Given some reasonable postulates regarding the formulation of explanatory hypotheses, it can be mathematically demonstrated that a probability distribution over all possible explanations will be biased toward simpler explanations — in an overall way the simpler explanations will be more probable than the more complex ones, although there may be individual exceptions.
We make the following postulates:
1) The explanatory hypotheses are described by a language that has a finite number of different words, and each hypothesis is expressed by a finite number of these words. That this allows for natural languages such as English, but also for computer programming languages and so on. The proof in this post will be valid for all cases. This is a reasonable assumption since human beings do not use any infinite languages, nor do they use an infinite number of words to make a point.

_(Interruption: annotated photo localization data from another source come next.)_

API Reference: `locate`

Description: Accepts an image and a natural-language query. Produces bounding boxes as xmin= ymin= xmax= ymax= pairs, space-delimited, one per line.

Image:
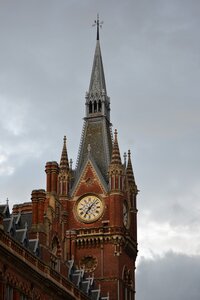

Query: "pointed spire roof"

xmin=75 ymin=15 xmax=112 ymax=182
xmin=126 ymin=150 xmax=136 ymax=185
xmin=89 ymin=15 xmax=107 ymax=95
xmin=110 ymin=129 xmax=122 ymax=166
xmin=60 ymin=136 xmax=69 ymax=171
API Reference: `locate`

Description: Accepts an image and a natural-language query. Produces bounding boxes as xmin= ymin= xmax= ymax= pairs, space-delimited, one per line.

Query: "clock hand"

xmin=84 ymin=202 xmax=94 ymax=217
xmin=88 ymin=199 xmax=98 ymax=211
xmin=84 ymin=199 xmax=98 ymax=217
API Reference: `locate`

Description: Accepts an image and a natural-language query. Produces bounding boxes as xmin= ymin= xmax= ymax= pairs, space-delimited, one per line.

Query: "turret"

xmin=109 ymin=129 xmax=124 ymax=192
xmin=126 ymin=150 xmax=138 ymax=209
xmin=58 ymin=136 xmax=70 ymax=196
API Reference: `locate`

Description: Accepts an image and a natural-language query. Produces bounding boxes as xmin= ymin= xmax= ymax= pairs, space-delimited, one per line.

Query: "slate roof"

xmin=68 ymin=259 xmax=109 ymax=300
xmin=0 ymin=204 xmax=10 ymax=217
xmin=76 ymin=118 xmax=112 ymax=183
xmin=89 ymin=39 xmax=107 ymax=96
xmin=2 ymin=208 xmax=39 ymax=257
xmin=1 ymin=202 xmax=109 ymax=299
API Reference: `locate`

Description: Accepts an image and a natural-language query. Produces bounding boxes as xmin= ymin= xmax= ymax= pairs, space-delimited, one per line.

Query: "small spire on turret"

xmin=109 ymin=129 xmax=124 ymax=192
xmin=126 ymin=150 xmax=136 ymax=185
xmin=123 ymin=152 xmax=127 ymax=167
xmin=58 ymin=136 xmax=71 ymax=196
xmin=60 ymin=135 xmax=69 ymax=171
xmin=110 ymin=129 xmax=122 ymax=166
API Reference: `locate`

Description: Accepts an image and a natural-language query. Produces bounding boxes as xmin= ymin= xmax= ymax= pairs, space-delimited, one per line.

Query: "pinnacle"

xmin=126 ymin=150 xmax=136 ymax=185
xmin=110 ymin=129 xmax=122 ymax=166
xmin=60 ymin=135 xmax=69 ymax=171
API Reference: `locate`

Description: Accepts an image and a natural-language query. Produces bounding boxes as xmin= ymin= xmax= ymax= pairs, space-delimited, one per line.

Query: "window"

xmin=5 ymin=285 xmax=13 ymax=300
xmin=98 ymin=100 xmax=102 ymax=112
xmin=89 ymin=101 xmax=92 ymax=113
xmin=94 ymin=101 xmax=97 ymax=112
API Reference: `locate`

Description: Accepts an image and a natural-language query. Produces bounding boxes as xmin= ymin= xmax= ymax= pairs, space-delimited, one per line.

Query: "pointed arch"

xmin=94 ymin=100 xmax=97 ymax=113
xmin=98 ymin=100 xmax=102 ymax=112
xmin=89 ymin=101 xmax=93 ymax=113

2) A complexity measure is assigned to the hypotheses in such a way that there are or may be some hypotheses which are as simple as possible, and these are assigned the complexity measure of 1, while hypotheses considered to be more complex are assigned higher integer values such as 2, 3, 4, and so on. Note that apart from this, we can define the complexity measure in any way we like, for example as the number of words used by the hypothesis, or in another way, as the shortest program which can output the hypothesis in a given programming language. Many other definitions would be possible. The proof is valid for all definitions that follow the conditions laid out, even the ones which would be intuitively somewhat distant from the idea of something simple. This again is a reasonable assumption given what we mean by simplicity — we do not think it is possible to make a thing infinitely simpler, but there is always something simplest.

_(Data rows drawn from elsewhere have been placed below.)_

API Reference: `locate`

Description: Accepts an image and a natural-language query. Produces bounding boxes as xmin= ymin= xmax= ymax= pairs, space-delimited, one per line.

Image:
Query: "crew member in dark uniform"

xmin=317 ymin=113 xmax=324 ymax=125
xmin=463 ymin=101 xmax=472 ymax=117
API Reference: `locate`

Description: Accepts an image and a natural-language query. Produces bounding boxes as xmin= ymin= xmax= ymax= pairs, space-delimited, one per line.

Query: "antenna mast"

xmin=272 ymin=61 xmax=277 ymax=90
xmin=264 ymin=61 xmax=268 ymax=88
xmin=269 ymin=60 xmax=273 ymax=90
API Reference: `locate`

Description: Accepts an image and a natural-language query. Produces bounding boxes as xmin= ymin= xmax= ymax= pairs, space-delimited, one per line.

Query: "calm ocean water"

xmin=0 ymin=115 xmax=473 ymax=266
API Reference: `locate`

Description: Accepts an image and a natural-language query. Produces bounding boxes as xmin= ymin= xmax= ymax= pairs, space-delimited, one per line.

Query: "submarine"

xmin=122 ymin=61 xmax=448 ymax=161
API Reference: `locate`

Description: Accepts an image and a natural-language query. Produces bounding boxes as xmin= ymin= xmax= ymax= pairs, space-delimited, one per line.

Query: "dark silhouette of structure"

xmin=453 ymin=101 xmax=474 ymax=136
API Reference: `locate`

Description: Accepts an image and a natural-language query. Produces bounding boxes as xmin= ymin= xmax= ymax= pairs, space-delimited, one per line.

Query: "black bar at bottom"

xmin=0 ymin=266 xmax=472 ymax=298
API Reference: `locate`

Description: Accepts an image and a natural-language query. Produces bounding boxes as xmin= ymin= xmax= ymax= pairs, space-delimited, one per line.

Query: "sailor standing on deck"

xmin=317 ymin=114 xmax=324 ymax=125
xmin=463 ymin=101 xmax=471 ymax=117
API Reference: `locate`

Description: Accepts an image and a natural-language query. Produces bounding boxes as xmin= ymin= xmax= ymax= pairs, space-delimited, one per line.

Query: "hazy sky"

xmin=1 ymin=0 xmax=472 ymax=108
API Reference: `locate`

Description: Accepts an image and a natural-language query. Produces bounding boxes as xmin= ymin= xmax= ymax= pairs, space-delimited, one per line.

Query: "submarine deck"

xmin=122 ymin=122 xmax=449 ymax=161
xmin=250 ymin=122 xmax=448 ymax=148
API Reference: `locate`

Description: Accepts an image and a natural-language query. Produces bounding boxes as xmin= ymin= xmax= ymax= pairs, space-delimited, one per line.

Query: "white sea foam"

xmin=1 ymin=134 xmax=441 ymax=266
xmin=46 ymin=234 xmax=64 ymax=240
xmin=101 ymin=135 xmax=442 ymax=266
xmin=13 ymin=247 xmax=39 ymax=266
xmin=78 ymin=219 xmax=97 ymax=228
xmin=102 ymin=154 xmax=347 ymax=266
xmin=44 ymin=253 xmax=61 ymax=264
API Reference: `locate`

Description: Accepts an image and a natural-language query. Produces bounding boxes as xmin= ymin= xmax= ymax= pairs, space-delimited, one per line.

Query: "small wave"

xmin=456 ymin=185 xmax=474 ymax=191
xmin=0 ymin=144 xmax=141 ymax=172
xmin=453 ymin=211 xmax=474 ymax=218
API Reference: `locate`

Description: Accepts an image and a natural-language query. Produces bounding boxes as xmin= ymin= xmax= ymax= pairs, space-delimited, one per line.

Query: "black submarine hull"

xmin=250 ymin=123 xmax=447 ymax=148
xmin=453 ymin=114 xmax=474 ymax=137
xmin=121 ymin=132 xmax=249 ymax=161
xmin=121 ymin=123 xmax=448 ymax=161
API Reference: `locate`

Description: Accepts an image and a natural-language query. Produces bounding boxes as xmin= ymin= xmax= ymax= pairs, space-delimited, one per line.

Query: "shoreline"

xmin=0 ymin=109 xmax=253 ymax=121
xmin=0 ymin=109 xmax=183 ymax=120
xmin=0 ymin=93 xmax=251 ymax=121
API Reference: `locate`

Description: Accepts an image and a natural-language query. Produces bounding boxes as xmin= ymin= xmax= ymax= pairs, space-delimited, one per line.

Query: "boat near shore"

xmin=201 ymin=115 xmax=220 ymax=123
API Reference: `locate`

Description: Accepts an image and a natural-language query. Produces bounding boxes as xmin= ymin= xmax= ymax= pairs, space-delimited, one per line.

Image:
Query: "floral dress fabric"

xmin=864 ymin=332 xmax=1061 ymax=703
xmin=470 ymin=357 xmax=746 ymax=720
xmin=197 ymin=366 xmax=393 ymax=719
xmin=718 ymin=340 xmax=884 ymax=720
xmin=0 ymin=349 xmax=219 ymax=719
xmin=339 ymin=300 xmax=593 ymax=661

3) The complexity measure is also defined in such a way that there are a finite number of hypotheses given the measure of 1, a finite number given the measure of 2, a finite number given the measure of 3, and so on. Note that this condition is not difficult to satisfy; it would be satisfied by either of the definitions mentioned in condition 2, and in fact by any reasonable definition of simplicity and complexity. If there are an infinite number of hypotheses that are supposedly absolutely simple (with the measure of 1), and we describe these hypotheses in English, an infinite number of them will not be able to be described without using at least 10,000 words, or without using at least 100,000 words, and so on. This seems very remote from the idea of a simple explanation.

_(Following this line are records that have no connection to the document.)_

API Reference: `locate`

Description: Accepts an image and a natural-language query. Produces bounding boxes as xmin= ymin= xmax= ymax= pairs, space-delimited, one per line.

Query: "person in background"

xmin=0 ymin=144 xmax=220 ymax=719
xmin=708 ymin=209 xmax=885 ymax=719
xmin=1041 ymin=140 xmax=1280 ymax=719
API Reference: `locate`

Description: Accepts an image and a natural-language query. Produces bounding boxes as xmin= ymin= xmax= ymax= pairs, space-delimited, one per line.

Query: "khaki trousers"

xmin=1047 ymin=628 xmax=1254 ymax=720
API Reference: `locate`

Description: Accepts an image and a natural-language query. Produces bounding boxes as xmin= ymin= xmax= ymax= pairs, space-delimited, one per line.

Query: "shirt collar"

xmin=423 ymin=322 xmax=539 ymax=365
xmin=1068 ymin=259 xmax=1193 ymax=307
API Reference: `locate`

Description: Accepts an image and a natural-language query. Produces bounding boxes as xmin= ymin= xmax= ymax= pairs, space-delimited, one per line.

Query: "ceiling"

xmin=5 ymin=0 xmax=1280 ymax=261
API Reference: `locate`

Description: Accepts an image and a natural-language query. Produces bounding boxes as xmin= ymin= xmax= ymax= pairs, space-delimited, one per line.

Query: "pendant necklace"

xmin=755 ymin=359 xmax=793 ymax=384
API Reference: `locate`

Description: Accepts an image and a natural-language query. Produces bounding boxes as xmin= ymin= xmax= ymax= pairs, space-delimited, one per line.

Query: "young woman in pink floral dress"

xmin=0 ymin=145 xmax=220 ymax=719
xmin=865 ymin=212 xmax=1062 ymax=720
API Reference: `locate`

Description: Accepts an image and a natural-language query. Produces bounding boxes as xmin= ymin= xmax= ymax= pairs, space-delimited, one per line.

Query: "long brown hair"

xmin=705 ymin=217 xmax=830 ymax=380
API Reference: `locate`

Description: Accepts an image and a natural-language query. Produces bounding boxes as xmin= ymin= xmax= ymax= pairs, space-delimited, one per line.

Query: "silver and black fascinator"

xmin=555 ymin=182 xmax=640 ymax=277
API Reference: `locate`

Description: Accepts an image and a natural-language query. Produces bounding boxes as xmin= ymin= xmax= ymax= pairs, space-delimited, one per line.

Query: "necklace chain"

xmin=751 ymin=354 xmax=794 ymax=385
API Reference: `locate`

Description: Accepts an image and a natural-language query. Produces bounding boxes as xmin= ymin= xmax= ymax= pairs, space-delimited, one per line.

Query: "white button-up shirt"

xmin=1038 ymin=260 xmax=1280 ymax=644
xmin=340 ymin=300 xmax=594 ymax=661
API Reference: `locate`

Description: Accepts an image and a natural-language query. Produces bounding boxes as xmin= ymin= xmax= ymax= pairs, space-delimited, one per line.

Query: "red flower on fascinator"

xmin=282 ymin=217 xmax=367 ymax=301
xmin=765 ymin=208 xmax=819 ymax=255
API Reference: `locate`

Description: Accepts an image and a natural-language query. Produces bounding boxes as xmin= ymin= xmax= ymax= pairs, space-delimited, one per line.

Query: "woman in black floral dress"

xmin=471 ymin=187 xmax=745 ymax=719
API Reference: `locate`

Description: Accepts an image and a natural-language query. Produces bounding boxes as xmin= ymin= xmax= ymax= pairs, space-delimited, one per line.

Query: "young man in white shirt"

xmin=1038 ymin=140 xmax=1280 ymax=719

With these three conditions the proof follows of necessity. To explain any data, in general there will be infinitely many mutually exclusive hypotheses which could fit the data. Suppose we assign prior probabilities for all of these hypotheses. Given condition 3, it will be possible to find the average probability for hypotheses of complexity 1 (call it x1), the average probability for hypotheses of complexity 2 (call it x2), the average probability for hypotheses of complexity 3 (call it x3), and so on. Now consider the infinite sum “x1 + x2 + x3…” Since all of these values are positive (and non-zero, since we consider each hypothesis to be at least possible), either the sum converges to a positive value, or it diverges to positive infinity. In fact, it will converge to a value less than 1, since if we had multiplied each term of the series by the number of hypotheses with the corresponding complexity, it would have converged to exactly 1, since the sum of all the probabilities of all our mutually exclusive hypotheses should be exactly 1.
Now, x1 is a finite real number. So in order for this series to converge, there must be only a finite number of terms in the series equal to or greater than x1, and therefore some last term which is equal to or greater than x1. There will therefore be some complexity value, y1, such that all hypotheses with a complexity value greater than y1 have an average probability of less than x1 (the average being taken over the hypotheses with the same complexity value, as above). Likewise for x2: there will be some complexity value y2 such that all hypotheses with a complexity value greater than y2 have an average probability of less than x2. Leaving the derivation for the reader, it would also follow that there is some complexity value z1 such that all hypotheses with a complexity value greater than z1 have a lower probability than any hypothesis with a complexity value of 1, some other complexity value z2 such that all hypotheses with a complexity value greater than z2 have a lower probability than any hypothesis of complexity values 1 or 2, and so on.
From this it is clear that as the complexity tends to infinity, the probability of the hypothesis will tend toward zero in the limit. This will happen in such a way that for any particular probability (e.g. one in a billion), there will be some degree of complexity such that every hypothesis at least that complex will be less probable than the chosen probability (e.g. less than one in a billion.)